The distinction between the two kinds of knowledge basically corresponds to the Aristotelian distinction between episteme (scientific knowledge) and techne (skill, art or craft). Current philosophical debate (Fantl 2012) concerns whether the two kinds are independent—a position called anti-intellectualism— or whether ’knowing how’ can be reduced to ’knowing that’—a position called intellectualism (see e.g. Stanley 2011). Heyes (2012a) takes this debate further and suggests that neither independence nor reduction is sufficient to understand how these concepts link to processes of social learning. Instead, she emphasizes that it is not visual or motor representation of actions that is important for learning, but the connections between them. These connections do not emerge by themselves—social learning is needed. It is important to notice that the more advanced the learning gets, these connections require different forms of teaching to be achieved.

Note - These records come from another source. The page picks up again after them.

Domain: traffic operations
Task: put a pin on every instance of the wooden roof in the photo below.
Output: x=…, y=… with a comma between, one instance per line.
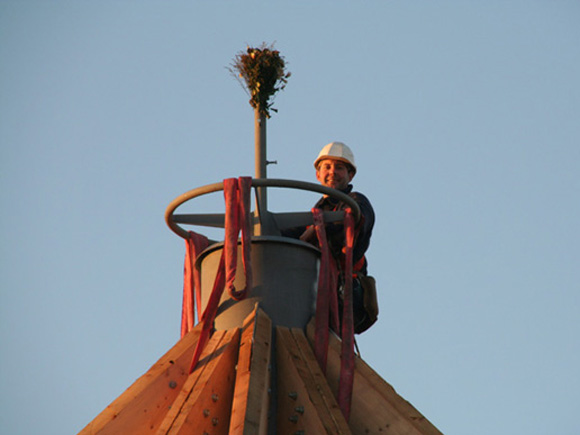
x=230, y=390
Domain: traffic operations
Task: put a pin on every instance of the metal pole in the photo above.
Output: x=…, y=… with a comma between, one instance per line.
x=260, y=164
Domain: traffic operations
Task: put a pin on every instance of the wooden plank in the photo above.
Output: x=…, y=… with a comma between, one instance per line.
x=208, y=407
x=251, y=399
x=376, y=406
x=176, y=407
x=305, y=402
x=142, y=407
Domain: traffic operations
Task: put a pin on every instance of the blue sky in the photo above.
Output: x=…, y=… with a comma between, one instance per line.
x=464, y=120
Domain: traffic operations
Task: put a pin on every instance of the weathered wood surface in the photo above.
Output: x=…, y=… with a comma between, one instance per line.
x=142, y=407
x=207, y=404
x=376, y=406
x=251, y=398
x=305, y=401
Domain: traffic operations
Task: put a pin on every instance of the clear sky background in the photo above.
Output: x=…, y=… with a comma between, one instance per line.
x=464, y=118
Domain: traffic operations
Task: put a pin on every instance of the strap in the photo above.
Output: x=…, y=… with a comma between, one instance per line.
x=237, y=199
x=194, y=244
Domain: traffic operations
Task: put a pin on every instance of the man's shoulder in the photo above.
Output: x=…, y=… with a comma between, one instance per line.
x=359, y=197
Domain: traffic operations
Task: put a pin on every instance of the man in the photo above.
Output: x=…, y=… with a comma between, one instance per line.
x=335, y=167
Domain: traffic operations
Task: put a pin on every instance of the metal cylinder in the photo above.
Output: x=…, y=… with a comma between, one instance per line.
x=285, y=274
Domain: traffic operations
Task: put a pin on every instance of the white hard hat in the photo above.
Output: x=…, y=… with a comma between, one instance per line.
x=336, y=151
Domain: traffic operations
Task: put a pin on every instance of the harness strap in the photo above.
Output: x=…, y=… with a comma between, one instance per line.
x=324, y=292
x=345, y=385
x=194, y=244
x=237, y=199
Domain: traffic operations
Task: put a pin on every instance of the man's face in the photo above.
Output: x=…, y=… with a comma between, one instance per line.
x=334, y=173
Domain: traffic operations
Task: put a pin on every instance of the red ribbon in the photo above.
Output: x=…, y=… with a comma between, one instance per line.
x=237, y=199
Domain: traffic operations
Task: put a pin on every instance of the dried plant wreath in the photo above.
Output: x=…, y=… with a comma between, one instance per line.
x=263, y=73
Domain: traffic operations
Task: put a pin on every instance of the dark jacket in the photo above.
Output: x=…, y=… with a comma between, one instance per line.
x=335, y=231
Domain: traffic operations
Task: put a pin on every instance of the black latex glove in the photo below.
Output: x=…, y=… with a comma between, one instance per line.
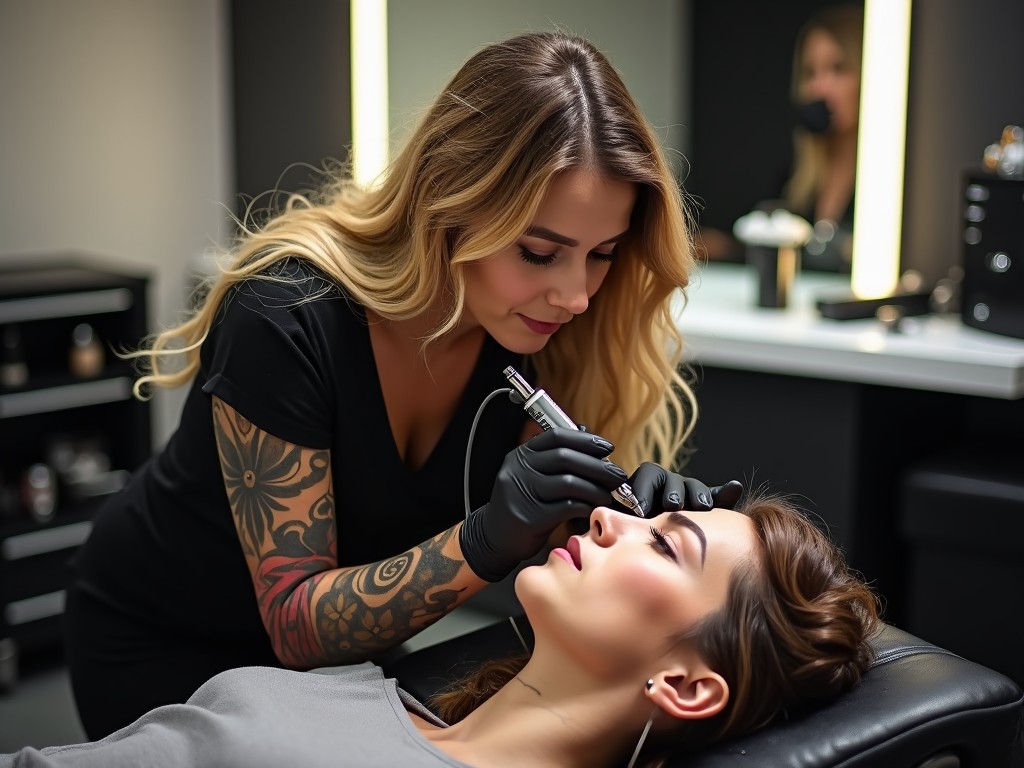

Here, we also want to distinguish a third kind of knowledge—’knowing what’. ’Knowing what’ concerns the ability to categorize objects, for example to know what kind of tool an object is and what kind of work it is associated with, or what kind of disease somebody is suffering from. ‘Knowing what’ is central in planning a technological activity such as stone knapping: you must know what your goal product is before you start the production process. This kind of knowledge is framed, not just by technology and skills, but by culture. ‘Knowing what’ is socialized and materialized, something discussed by Lemonnier as ‘the social representations of technologies’.
— Högberg, A., Gärdenfors, P., Larsson, L. (2015) Knowing, Learning and Teaching: How Homo Became Docens. Cambridge Archaeological Journal, 25(4): 847-858.